MOUSTAPHA NIASSE, PRESIDENT DE L’ASSEMBLEE NATIONALE : «C’est suffisamment éloquent»
«Les Sénégalais voulaient la suppression du Sénat. 176 parlementaires ont voté pour sa suppression, alors que le quorum était de 138. C’est suffisamment éloquent».
MBAYE NIANG, BENNO BOKK YAKAAR : «L’opposition a commis une faute politique en refusant de participer au débat démocratique»
«Ceux qui sont raisonnables parmi eux nous ont rejoint. La suppression du Sénat est un changement consolidant qui renforce la démocratie et qui répond aux préoccupations de la population. La suppression du Sénat était une exigence des populations. Donc, sa suppression sera bien accueillie et ne pas y adhérer constitue une faute politique.
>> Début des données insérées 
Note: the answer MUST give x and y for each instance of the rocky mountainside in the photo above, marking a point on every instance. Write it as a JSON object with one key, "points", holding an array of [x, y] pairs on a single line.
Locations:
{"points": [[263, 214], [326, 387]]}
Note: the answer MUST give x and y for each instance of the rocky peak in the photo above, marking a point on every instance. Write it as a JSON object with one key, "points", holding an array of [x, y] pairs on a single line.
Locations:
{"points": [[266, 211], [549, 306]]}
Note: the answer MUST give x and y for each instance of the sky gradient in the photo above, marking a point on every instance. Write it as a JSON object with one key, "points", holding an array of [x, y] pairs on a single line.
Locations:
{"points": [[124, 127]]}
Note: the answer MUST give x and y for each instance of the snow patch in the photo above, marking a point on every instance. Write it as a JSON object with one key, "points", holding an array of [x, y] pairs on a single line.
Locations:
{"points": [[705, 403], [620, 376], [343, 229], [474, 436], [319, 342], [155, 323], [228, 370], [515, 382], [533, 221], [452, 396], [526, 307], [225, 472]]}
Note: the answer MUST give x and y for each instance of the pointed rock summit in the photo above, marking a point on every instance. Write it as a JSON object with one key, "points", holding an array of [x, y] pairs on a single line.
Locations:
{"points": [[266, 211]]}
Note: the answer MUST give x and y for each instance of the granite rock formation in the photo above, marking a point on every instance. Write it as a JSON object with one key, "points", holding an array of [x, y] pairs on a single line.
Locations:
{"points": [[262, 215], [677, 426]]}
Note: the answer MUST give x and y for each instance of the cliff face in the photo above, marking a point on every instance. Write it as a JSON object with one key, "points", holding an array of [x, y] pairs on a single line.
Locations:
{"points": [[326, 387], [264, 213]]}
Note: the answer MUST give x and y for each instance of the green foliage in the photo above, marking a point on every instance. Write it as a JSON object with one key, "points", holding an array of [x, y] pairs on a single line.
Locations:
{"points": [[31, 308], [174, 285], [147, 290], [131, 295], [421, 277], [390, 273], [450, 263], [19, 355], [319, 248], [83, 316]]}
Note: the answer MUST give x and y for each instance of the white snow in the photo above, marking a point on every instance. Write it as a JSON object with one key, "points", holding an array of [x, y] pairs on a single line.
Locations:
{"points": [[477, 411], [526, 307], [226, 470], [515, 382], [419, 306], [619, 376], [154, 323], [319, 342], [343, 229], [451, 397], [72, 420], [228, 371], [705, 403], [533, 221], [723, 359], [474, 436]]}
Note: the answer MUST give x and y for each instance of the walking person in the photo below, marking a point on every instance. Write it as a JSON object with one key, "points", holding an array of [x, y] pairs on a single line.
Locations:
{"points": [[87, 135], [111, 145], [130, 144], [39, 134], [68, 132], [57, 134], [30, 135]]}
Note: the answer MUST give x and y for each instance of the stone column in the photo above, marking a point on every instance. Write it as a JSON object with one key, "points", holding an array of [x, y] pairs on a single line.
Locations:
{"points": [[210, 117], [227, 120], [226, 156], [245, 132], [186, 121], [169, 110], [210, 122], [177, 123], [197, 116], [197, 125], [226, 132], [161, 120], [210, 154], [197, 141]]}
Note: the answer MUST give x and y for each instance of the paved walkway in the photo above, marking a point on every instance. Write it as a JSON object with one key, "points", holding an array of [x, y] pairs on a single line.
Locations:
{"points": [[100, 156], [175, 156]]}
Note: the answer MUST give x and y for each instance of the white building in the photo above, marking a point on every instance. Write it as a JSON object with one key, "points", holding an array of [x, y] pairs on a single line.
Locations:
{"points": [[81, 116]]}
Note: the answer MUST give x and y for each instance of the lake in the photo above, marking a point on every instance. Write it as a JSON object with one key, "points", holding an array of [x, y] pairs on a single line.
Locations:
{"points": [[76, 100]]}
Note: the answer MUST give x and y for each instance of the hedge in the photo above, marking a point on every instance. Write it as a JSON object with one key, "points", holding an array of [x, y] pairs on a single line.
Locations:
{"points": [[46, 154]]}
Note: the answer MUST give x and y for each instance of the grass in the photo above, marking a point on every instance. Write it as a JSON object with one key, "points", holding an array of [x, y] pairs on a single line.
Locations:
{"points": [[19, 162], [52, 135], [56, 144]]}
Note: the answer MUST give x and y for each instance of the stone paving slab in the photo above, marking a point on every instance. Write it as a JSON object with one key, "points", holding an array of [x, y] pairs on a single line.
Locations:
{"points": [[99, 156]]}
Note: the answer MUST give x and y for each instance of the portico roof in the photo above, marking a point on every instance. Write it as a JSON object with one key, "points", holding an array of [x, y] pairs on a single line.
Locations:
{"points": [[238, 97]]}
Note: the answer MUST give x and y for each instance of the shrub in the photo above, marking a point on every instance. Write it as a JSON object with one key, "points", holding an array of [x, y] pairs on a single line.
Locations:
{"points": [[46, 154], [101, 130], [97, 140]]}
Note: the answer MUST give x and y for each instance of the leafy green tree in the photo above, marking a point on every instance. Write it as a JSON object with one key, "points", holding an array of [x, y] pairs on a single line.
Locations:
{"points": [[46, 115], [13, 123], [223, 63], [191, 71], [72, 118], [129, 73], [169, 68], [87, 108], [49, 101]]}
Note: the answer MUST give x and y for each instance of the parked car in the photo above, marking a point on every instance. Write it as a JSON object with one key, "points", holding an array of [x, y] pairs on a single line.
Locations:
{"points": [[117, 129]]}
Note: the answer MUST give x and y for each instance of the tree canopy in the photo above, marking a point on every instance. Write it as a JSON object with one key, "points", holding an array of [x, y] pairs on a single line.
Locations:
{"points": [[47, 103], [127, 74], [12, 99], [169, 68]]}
Et aujourd’hui, l’opposition a commis une faute politique refusant de participer au débat démocratique comme cela a toujours été le cas pour exprimer son avis. Le premier rejet a été considéré comme un acte démocratique. Il leur fallait donc aller jusqu’au bout et voter contre ce projet de loi devant tout le monde.